AgForce telecommunications working group chair Georgie Somerset said Queensland was the most decentralised state in Australia, and the need for better, fairer telecommunications was the number one issue for people living and working in the bush.
“Effective and affordable phone and internet services provide an economic and social lifeline for regional, rural and remote Queenslanders,” she said.
“It’s an essential part of everyday life and is vitally important for community safety, to support business development, enhance children’s education and maintain social connections.
“That’s why all levels of government and all sides of politics need to collaborate with the telecommunications industry to extend and improve services in the bush as quickly as possible.”
The Regional, Rural and Remote Communications Coalition, which includes AgForce, will meet with almost 50 Federal politicians to champion five key reforms including:
- A universal service obligation that is technology neutral and provides access to both voice and data;
- Customer service guarantees and reliability measures to underpin the provision of voice and data services to deliver more accountability from providers and nbn;
- Long term public funding for open access mobile network expansion in rural and regional Australia;
- Fair and equitable access to Sky Muster satellite for those with a genuine need for the service, and access which reflects the residential, educational and business needs of rural and regional Australia;
- Funding to build digital literacy and provide problem solving support for regional, rural and remote businesses and consumers.
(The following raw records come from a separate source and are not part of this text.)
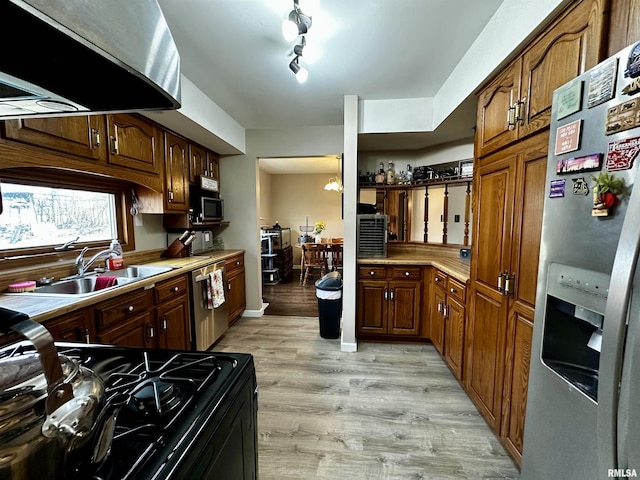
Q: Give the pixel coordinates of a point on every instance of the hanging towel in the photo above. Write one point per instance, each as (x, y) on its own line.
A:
(217, 288)
(104, 281)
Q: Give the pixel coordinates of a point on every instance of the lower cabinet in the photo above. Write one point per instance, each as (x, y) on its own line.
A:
(389, 301)
(448, 318)
(236, 295)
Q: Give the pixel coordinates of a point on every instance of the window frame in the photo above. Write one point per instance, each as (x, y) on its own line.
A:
(46, 177)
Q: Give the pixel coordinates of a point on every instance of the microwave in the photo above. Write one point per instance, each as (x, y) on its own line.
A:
(210, 209)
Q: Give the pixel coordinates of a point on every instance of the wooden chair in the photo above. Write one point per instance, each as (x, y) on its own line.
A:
(314, 255)
(336, 256)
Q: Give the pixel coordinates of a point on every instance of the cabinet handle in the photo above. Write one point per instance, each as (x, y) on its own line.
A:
(519, 111)
(95, 138)
(114, 145)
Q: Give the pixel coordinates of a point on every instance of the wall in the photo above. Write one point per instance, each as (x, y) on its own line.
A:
(296, 197)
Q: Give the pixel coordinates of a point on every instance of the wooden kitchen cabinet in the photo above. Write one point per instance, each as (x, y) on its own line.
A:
(517, 103)
(76, 326)
(448, 318)
(172, 313)
(134, 143)
(509, 195)
(84, 136)
(389, 301)
(176, 171)
(236, 291)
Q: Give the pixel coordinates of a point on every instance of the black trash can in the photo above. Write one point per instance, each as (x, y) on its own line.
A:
(329, 293)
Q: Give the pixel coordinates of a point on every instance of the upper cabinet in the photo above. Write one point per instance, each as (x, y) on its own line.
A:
(517, 103)
(176, 168)
(84, 136)
(134, 143)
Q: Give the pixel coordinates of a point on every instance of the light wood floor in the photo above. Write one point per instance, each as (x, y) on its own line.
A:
(389, 411)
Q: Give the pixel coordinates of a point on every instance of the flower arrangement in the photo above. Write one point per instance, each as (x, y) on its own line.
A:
(319, 227)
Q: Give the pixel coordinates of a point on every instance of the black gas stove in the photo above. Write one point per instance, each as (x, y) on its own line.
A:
(183, 414)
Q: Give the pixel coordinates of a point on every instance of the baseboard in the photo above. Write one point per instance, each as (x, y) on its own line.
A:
(255, 313)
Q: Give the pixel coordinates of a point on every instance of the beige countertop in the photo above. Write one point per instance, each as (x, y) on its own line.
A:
(43, 307)
(445, 261)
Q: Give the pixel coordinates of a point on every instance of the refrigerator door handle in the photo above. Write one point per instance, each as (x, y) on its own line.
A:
(614, 332)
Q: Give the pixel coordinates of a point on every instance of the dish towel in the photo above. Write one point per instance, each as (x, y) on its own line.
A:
(104, 281)
(217, 288)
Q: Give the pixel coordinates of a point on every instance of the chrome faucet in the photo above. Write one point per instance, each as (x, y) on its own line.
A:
(83, 267)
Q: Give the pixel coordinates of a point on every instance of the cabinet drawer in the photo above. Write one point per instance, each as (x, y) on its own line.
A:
(440, 279)
(233, 263)
(170, 288)
(457, 290)
(371, 272)
(406, 273)
(123, 308)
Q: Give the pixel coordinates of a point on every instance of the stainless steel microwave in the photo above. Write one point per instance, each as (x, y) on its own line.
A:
(211, 209)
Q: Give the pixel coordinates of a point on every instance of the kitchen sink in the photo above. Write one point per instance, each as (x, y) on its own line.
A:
(85, 286)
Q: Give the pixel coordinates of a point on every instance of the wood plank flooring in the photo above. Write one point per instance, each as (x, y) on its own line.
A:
(388, 411)
(289, 298)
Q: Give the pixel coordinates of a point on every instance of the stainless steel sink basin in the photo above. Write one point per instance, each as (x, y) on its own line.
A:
(79, 286)
(85, 286)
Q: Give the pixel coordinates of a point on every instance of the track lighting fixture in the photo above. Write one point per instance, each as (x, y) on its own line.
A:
(298, 23)
(301, 73)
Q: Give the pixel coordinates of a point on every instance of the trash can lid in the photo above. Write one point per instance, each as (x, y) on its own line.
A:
(331, 281)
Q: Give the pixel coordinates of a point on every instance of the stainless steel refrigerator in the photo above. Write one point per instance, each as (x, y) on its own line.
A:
(583, 408)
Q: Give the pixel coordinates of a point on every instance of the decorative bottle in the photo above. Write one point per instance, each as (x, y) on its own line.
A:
(409, 175)
(391, 174)
(380, 176)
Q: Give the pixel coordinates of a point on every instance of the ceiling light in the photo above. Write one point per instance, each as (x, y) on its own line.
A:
(301, 73)
(298, 23)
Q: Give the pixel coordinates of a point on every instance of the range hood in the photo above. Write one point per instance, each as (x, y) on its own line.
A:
(66, 57)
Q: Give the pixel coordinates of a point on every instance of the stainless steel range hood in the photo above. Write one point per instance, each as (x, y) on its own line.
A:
(64, 57)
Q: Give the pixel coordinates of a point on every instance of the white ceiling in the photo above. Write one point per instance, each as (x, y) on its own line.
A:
(234, 52)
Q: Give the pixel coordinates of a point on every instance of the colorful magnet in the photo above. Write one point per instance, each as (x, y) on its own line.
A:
(585, 163)
(557, 188)
(623, 116)
(568, 137)
(580, 186)
(621, 154)
(602, 83)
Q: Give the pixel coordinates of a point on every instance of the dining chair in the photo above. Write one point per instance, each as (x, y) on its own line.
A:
(336, 256)
(314, 257)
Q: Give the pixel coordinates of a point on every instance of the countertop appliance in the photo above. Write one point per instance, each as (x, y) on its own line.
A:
(54, 74)
(208, 323)
(582, 419)
(184, 414)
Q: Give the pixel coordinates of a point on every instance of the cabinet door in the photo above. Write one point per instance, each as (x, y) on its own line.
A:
(134, 143)
(236, 294)
(454, 335)
(73, 327)
(371, 315)
(437, 318)
(518, 357)
(198, 162)
(176, 174)
(138, 331)
(84, 136)
(571, 46)
(404, 305)
(173, 324)
(496, 122)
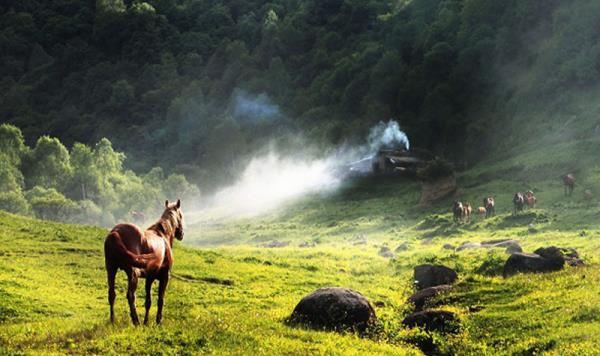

Mrs Somerset welcomed the recent formation of a Regional Ministerial Taskforce chaired by the Prime Minister and urged the taskforce to make improving telecommunications services in the bush one of its highest priorities.
“Without leadership and without change, Australia risks growing and entrenching the digital divide between urban and rural telecommunications users,” she said.
“We all need to work together – politicians, industry and the community – to ensure that 2017 is the year we fix telecommunications in the bush.”